Business

Port to consider bidding for disputed project

OLYMPIA - Olympia port commissioners Monday will consider whether to seek construction bids for facilities to complete a Weyerhaeuser log export facility. Court challenges have delayed arrival of the business from Tacoma for the past year.

The port anticipates spending about $2 million to build offices, a maintenance building, lighting and utility extensions for Weyerhaeuser as well as paving a cargo yard to accommodate the business.

Opponents seeking more environmental review of the project have threatened to oppose the construction in court.

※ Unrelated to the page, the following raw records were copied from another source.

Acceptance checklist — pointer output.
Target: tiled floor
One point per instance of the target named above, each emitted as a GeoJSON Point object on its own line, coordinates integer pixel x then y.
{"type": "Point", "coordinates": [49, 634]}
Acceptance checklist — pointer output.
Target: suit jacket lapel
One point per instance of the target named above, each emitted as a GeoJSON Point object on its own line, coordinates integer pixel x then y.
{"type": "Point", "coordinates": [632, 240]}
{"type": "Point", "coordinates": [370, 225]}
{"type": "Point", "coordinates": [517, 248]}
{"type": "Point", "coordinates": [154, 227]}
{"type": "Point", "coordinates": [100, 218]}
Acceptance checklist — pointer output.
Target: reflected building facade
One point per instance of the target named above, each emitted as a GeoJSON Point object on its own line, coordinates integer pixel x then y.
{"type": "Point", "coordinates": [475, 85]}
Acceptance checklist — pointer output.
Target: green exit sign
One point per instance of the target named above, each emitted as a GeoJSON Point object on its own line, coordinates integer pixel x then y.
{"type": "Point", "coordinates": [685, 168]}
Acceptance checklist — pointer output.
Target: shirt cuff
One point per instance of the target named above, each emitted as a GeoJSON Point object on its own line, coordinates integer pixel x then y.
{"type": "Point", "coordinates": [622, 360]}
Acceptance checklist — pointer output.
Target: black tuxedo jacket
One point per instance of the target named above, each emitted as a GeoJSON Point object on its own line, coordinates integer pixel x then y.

Monday's meeting begins at 5:30 p.m. in the LOTT board room, Market Centre Building, 111 Market St., on the second floor.

Currency


Canadian dollar hits 30-year high against U.S.

NEW YORK - The Canadian dollar climbed to a 30-year high against the U.S. currency Friday, bolstered by higher oil prices, a strong economy and a looming interest rate hike.

Canada's currency advanced as high as 95.53 U.S. cents Friday, pushing past the 95 U.S. cents mark for the first time since May 1977. It has risen 10.8 percent so far this year.

One of the strongest performers in currency markets Friday, the Canadian dollar rose after Statistics Canada reported that the economy created 35,000 new jobs in June, about double what economists expected.

The job spurt left unemployment levels at a three-decade low of 6.1 percent for the fifth consecutive month.

Entertainment


Sony apologizes for game with bloody church scene

LONDON - Sony issued a public apology Friday for a violent video game that features a bloody shootout inside an Anglican cathedral, but it did not address the Church of England's demands that the company withdraw the game.

The church has demanded that Sony Corp. stop selling the game "Resistance: Fall of Man," which includes a gunbattle between a U.S. soldier and aliens inside a building that resembles Manchester Cathedral in northwest England.

Food


Burger King to excise trans-fats at U.S. sites

MIAMI - Burger King said Friday it will use trans-fat-free cooking oil at all its U.S. restaurants by the end of next year, following in the footsteps of other leading fast-food restaurants.

The world's second largest hamburger chain said it already was using zero trans-fat oil in hundreds of its more than 7,100 U.S. restaurants nationwide.

Burger King is known for its flame-broiled burgers, but uses cooking oil for its french fries and most of its chicken products.

In tests, consumers determined that more than a dozen items cooked in the new oil, such as french fries and hash browns, tasted the same or better than products cooked in the trans-fat oil, the company said.